Some days you lose out on an elk, but you gain the discovery of a 70 million year old sea creature.
While hunting, David Bradt stumbled upon a fossilized bone, which scientists have just confirmed as a new genus and species of prehistoric sea creature, Nakonanectes bradti.
In November 2010, Bradt was having an uneventful hunt for elk near the Missouri River in Montana. When he stopped to wash his face at a creek, Bradt noticed the water running over something interesting on a rock and took a closer look. The hunter immediately recognized the vertebrae as fossilized bone and figured he had uncovered a cow-sized dinosaur like a Triceratops, never thinking that the area he was standing in had been an ocean at one time.
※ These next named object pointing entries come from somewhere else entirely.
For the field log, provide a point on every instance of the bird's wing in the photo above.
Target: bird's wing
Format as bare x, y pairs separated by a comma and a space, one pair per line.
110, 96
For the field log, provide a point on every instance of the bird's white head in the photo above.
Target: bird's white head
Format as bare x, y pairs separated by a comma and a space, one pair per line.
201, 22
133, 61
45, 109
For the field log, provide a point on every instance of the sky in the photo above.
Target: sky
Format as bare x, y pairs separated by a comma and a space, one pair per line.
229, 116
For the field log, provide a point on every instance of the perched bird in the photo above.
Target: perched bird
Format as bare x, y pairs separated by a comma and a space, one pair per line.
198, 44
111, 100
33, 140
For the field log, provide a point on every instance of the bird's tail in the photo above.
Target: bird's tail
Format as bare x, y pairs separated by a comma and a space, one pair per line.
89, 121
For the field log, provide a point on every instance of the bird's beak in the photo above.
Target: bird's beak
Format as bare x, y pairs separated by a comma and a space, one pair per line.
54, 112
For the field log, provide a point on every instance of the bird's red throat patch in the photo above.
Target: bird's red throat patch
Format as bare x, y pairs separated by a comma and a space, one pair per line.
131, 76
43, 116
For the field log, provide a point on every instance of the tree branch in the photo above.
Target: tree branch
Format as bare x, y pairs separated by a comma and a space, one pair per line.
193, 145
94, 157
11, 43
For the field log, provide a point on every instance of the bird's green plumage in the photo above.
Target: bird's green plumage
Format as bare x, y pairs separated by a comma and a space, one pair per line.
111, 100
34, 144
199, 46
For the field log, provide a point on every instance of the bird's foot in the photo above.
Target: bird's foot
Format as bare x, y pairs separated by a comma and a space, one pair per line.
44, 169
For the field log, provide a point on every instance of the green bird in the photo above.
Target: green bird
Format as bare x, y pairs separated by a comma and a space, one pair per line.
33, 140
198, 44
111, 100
Instead of trying to remove the pieces of bone himself, Bradt took photos and reported the discovery to the U.S. Fish and Wildlife Service and a local museum. Since the extraction in 2010, researchers have been assessing the fossils and comparing them with other prehistoric North American species. By analyzing this well-preserved, almost complete skeleton, paleontologists received a rare chance to learn more about the marine reptiles of the past.
A recently published article in the Journal of Vertebrate Paleontology describes the creature as a carnivorous marine reptile with paddle-like limbs and a seven-foot long neck, about half the neck size of the closest known relative, the elasmosaur. This discovery is important because it showed scientists that neck length did not simply increase over time since these two reptiles lived around the same period and had greatly different neck sizes.